Hello everyone,
New Julia user here.
Suppose I have a vector of strings, and I’d like to generate a dummy variable for each unique value that appears in that string.
For instance:
data = ["a", "b", "a", "a", "b"]
I want to create a matrix of dummy variables along the following lines:
mat_col1 mat_col2
1 0
0 1
1 0
1 0
0 1
where mat_col1 is a dummy for the level “a” and mat_col2 for level “b”.
I was wondering how this could be done. I’ve messed around with StatsModels.ContrastMatrix but that creates a dummy for every observation x level, not level.
For instance,
using StatsModels
StatsModels.ContrastsMatrix(StatsModels.DummyCoding(), ["a", "b", "a", "a", "b"]).matrix
gives
0.0 0.0 0.0 0.0
1.0 0.0 0.0 0.0
0.0 1.0 0.0 0.0
0.0 0.0 1.0 0.0
0.0 0.0 0.0 1.0
So every column here creates a row-specific dummy variable by level (row-1"a" is a different dummy variable from row-3"a"). This therefore doesn’t give me what I need.
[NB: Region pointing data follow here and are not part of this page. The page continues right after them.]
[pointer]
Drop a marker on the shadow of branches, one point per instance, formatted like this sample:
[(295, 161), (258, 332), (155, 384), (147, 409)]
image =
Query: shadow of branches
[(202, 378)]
I’m also looking for a full dummy coding, i.e. dv for both a and b, rather than for just b. StatsModels.ContrastMatrix seems to choose a base level and leave that out, although FullDummyCoding seems to get around that.
The example I’ve given is stylized; my actual problem has many observations and levels, so manually creating a dv for each unique value is tough.